Three weeks ago the incompetence of three separate fast food chains infuriated me so badly that I called their respective corporate headquarters to complain. I called KFC to complain because they put lettuce on my Snacker after I expressly said no lettuce. Which is ridiculous.

For awhile now I’ve been threatening to punch pooches in the kidney if they don’t behave while I’m bathing them. But lately, I’ve only been mostly kidding.

Last week I was absolutely incensed when Kroger Fuel gave me only three cents off per gallon when I qualified for ten cents off. I may or may not have shared some very disparaging remarks regarding the character of the teenage boy manning the little cashier barn behind the bulletproof glass. I caused a scene. Me!
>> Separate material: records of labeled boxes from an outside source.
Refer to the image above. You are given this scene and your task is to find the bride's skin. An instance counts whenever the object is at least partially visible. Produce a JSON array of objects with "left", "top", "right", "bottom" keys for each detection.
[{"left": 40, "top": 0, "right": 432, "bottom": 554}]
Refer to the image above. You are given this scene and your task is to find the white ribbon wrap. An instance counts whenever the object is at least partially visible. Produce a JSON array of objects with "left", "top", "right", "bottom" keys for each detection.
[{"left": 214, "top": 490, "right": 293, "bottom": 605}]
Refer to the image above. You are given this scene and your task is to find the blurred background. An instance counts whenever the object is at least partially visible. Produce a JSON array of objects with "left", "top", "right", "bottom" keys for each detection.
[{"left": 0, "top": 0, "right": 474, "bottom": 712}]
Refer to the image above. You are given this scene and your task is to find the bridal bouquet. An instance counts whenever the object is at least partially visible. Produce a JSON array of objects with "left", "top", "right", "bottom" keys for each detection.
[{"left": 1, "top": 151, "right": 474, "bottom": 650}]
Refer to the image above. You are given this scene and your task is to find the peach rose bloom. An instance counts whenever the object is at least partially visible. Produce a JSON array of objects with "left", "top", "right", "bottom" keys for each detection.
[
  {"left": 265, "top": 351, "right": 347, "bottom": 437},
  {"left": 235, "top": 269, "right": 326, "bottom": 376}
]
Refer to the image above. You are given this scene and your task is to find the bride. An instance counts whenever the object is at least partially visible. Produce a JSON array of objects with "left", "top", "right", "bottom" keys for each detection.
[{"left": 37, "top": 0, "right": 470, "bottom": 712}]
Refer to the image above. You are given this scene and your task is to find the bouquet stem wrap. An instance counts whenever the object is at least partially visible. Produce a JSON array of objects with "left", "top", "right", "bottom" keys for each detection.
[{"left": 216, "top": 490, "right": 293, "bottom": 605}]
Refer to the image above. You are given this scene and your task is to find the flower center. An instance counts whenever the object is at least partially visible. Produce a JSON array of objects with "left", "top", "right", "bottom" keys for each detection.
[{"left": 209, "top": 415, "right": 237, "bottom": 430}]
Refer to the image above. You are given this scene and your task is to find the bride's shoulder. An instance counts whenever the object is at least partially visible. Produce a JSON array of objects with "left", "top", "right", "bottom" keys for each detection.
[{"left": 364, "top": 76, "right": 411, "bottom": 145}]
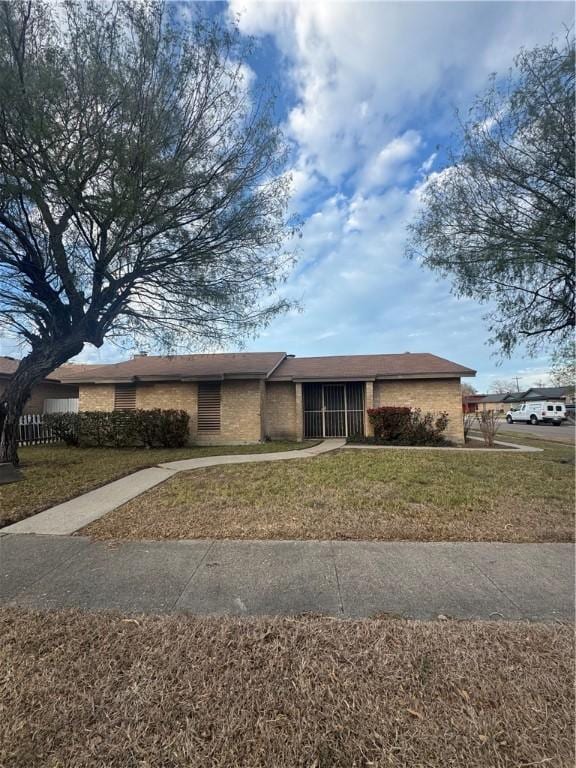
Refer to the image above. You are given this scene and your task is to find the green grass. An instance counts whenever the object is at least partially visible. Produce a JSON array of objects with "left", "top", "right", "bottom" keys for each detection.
[
  {"left": 0, "top": 441, "right": 317, "bottom": 527},
  {"left": 84, "top": 440, "right": 574, "bottom": 541}
]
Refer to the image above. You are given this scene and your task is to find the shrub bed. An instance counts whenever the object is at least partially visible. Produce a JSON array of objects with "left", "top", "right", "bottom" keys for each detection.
[
  {"left": 44, "top": 408, "right": 190, "bottom": 448},
  {"left": 349, "top": 405, "right": 452, "bottom": 446}
]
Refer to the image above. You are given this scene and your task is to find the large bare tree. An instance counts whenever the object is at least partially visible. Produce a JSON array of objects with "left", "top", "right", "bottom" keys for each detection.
[
  {"left": 0, "top": 0, "right": 289, "bottom": 461},
  {"left": 408, "top": 38, "right": 575, "bottom": 354}
]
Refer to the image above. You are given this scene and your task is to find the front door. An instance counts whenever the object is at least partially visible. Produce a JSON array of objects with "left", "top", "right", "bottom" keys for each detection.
[{"left": 323, "top": 384, "right": 346, "bottom": 437}]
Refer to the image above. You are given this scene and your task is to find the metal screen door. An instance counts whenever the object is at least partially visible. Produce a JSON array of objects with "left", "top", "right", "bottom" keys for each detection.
[
  {"left": 322, "top": 384, "right": 346, "bottom": 437},
  {"left": 303, "top": 382, "right": 364, "bottom": 437}
]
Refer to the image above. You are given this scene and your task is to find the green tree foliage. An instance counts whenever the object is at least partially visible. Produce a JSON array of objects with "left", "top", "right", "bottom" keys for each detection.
[
  {"left": 408, "top": 39, "right": 575, "bottom": 354},
  {"left": 550, "top": 339, "right": 576, "bottom": 387},
  {"left": 0, "top": 0, "right": 290, "bottom": 461}
]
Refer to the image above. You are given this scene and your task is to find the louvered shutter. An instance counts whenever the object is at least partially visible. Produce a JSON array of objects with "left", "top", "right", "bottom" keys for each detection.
[
  {"left": 198, "top": 381, "right": 220, "bottom": 432},
  {"left": 114, "top": 384, "right": 136, "bottom": 411}
]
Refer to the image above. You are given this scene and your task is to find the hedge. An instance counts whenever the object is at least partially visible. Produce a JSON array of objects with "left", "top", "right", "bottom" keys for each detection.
[
  {"left": 44, "top": 408, "right": 190, "bottom": 448},
  {"left": 368, "top": 405, "right": 448, "bottom": 445}
]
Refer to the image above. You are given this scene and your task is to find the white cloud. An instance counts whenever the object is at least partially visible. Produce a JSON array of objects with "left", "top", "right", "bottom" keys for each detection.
[{"left": 360, "top": 131, "right": 422, "bottom": 191}]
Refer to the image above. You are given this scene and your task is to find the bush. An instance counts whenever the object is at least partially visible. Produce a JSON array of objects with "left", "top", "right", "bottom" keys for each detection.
[
  {"left": 368, "top": 405, "right": 411, "bottom": 442},
  {"left": 45, "top": 408, "right": 190, "bottom": 448},
  {"left": 478, "top": 411, "right": 502, "bottom": 448},
  {"left": 42, "top": 413, "right": 80, "bottom": 445},
  {"left": 368, "top": 406, "right": 449, "bottom": 445}
]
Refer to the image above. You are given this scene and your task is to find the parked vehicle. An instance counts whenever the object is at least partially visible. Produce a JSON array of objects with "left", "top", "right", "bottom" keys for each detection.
[{"left": 506, "top": 400, "right": 566, "bottom": 427}]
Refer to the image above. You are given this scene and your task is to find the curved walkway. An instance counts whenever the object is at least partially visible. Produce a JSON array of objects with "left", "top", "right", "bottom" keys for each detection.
[{"left": 2, "top": 440, "right": 346, "bottom": 536}]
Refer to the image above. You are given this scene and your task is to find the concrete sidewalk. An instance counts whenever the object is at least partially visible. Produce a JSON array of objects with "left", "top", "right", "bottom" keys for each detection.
[
  {"left": 0, "top": 534, "right": 574, "bottom": 621},
  {"left": 2, "top": 440, "right": 346, "bottom": 536}
]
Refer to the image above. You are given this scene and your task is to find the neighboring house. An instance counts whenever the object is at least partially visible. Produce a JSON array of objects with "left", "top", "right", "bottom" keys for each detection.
[
  {"left": 477, "top": 392, "right": 515, "bottom": 413},
  {"left": 0, "top": 357, "right": 78, "bottom": 413},
  {"left": 478, "top": 387, "right": 574, "bottom": 413},
  {"left": 462, "top": 394, "right": 486, "bottom": 413},
  {"left": 66, "top": 352, "right": 476, "bottom": 444},
  {"left": 520, "top": 387, "right": 574, "bottom": 403}
]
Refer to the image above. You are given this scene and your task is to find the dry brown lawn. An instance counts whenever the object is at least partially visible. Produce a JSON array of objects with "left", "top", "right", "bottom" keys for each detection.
[
  {"left": 83, "top": 443, "right": 574, "bottom": 541},
  {"left": 0, "top": 440, "right": 318, "bottom": 528},
  {"left": 0, "top": 609, "right": 574, "bottom": 768}
]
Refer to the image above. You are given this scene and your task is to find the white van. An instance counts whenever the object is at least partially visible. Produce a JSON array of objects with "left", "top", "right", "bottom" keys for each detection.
[{"left": 506, "top": 400, "right": 566, "bottom": 427}]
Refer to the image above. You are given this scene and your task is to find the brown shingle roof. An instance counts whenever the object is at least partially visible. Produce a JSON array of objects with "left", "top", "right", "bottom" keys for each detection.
[
  {"left": 0, "top": 352, "right": 476, "bottom": 383},
  {"left": 270, "top": 352, "right": 476, "bottom": 381},
  {"left": 60, "top": 352, "right": 285, "bottom": 383}
]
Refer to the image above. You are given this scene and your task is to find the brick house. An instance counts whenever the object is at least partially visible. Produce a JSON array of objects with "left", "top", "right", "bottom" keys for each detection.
[
  {"left": 65, "top": 352, "right": 475, "bottom": 445},
  {"left": 0, "top": 356, "right": 78, "bottom": 414}
]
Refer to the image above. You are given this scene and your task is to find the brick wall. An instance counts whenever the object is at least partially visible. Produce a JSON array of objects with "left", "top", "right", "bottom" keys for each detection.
[
  {"left": 374, "top": 379, "right": 464, "bottom": 443},
  {"left": 136, "top": 381, "right": 198, "bottom": 432},
  {"left": 80, "top": 379, "right": 464, "bottom": 445},
  {"left": 78, "top": 384, "right": 114, "bottom": 411},
  {"left": 264, "top": 381, "right": 298, "bottom": 440},
  {"left": 80, "top": 380, "right": 264, "bottom": 445}
]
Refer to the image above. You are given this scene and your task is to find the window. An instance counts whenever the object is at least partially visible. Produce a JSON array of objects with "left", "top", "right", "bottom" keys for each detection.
[
  {"left": 114, "top": 384, "right": 136, "bottom": 411},
  {"left": 198, "top": 381, "right": 221, "bottom": 432}
]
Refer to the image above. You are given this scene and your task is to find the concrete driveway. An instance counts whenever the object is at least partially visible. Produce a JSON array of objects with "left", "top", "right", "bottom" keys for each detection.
[{"left": 498, "top": 423, "right": 576, "bottom": 445}]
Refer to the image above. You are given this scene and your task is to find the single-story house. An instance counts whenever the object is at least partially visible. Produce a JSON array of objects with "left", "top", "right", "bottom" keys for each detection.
[
  {"left": 518, "top": 387, "right": 574, "bottom": 403},
  {"left": 462, "top": 394, "right": 486, "bottom": 413},
  {"left": 66, "top": 352, "right": 476, "bottom": 444},
  {"left": 0, "top": 356, "right": 78, "bottom": 414}
]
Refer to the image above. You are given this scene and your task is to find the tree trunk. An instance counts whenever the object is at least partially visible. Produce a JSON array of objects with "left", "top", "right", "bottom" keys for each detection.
[{"left": 0, "top": 339, "right": 84, "bottom": 465}]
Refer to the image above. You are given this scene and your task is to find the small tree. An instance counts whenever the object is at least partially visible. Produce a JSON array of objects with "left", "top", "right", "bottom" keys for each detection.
[
  {"left": 0, "top": 0, "right": 288, "bottom": 462},
  {"left": 478, "top": 411, "right": 502, "bottom": 448},
  {"left": 408, "top": 39, "right": 575, "bottom": 354},
  {"left": 550, "top": 339, "right": 576, "bottom": 387}
]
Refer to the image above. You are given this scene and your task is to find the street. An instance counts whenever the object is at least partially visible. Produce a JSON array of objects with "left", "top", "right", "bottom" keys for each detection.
[{"left": 498, "top": 422, "right": 575, "bottom": 445}]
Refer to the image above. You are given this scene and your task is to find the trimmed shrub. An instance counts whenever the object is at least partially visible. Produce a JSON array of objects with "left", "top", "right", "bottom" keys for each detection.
[
  {"left": 45, "top": 408, "right": 190, "bottom": 448},
  {"left": 368, "top": 405, "right": 411, "bottom": 442},
  {"left": 368, "top": 406, "right": 449, "bottom": 445},
  {"left": 42, "top": 413, "right": 80, "bottom": 445}
]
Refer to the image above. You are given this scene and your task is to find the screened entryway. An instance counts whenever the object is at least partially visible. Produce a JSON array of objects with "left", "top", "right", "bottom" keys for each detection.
[{"left": 302, "top": 381, "right": 364, "bottom": 437}]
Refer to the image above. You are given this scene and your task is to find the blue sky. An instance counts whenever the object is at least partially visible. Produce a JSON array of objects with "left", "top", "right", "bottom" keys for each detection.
[
  {"left": 4, "top": 0, "right": 574, "bottom": 390},
  {"left": 229, "top": 0, "right": 573, "bottom": 389}
]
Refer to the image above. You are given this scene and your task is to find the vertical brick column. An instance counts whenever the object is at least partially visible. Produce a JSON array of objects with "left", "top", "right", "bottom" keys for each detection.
[
  {"left": 295, "top": 382, "right": 304, "bottom": 442},
  {"left": 364, "top": 381, "right": 374, "bottom": 437}
]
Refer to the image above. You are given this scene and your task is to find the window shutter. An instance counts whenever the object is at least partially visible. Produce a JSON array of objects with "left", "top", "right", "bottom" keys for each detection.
[
  {"left": 114, "top": 384, "right": 136, "bottom": 411},
  {"left": 198, "top": 381, "right": 221, "bottom": 432}
]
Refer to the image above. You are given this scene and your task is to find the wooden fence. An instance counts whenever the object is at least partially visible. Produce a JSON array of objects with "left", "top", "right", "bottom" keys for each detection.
[{"left": 18, "top": 413, "right": 61, "bottom": 445}]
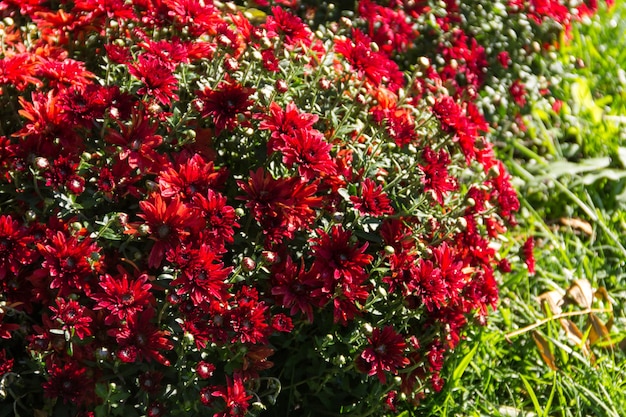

And now I’m crying because I can’t figure out how to put pictures in posts.

Before my family starts asking me if I’m okay a million times a day and showing up at my house unannounced and trying to take me out to dinner all the time, let me stress that I. AM. NOT. DEPRESSED.

I am… angry. This is new for me. Anger is something you swallow until you choke on it, and then you regurgitate it whole when you have your big biannual blow up. But you sure as hell don’t keep encountering it day in and day out, an anger acid reflux that roils and bubbles and burns and churns.

And I’m pretty sure I’m bored. Really, really bored. The whole unemployment thing is catching up with me now, and I’m not nearly so mentally active as I need to be. I’m not used to it being all quiet in my brain. Does anybody need anything proofread or researched? Like, for free?

I feel all naked now. Probably a good thing I couldn’t figure out that Flickr/WordPress issue, because I was going to post another kind of naked.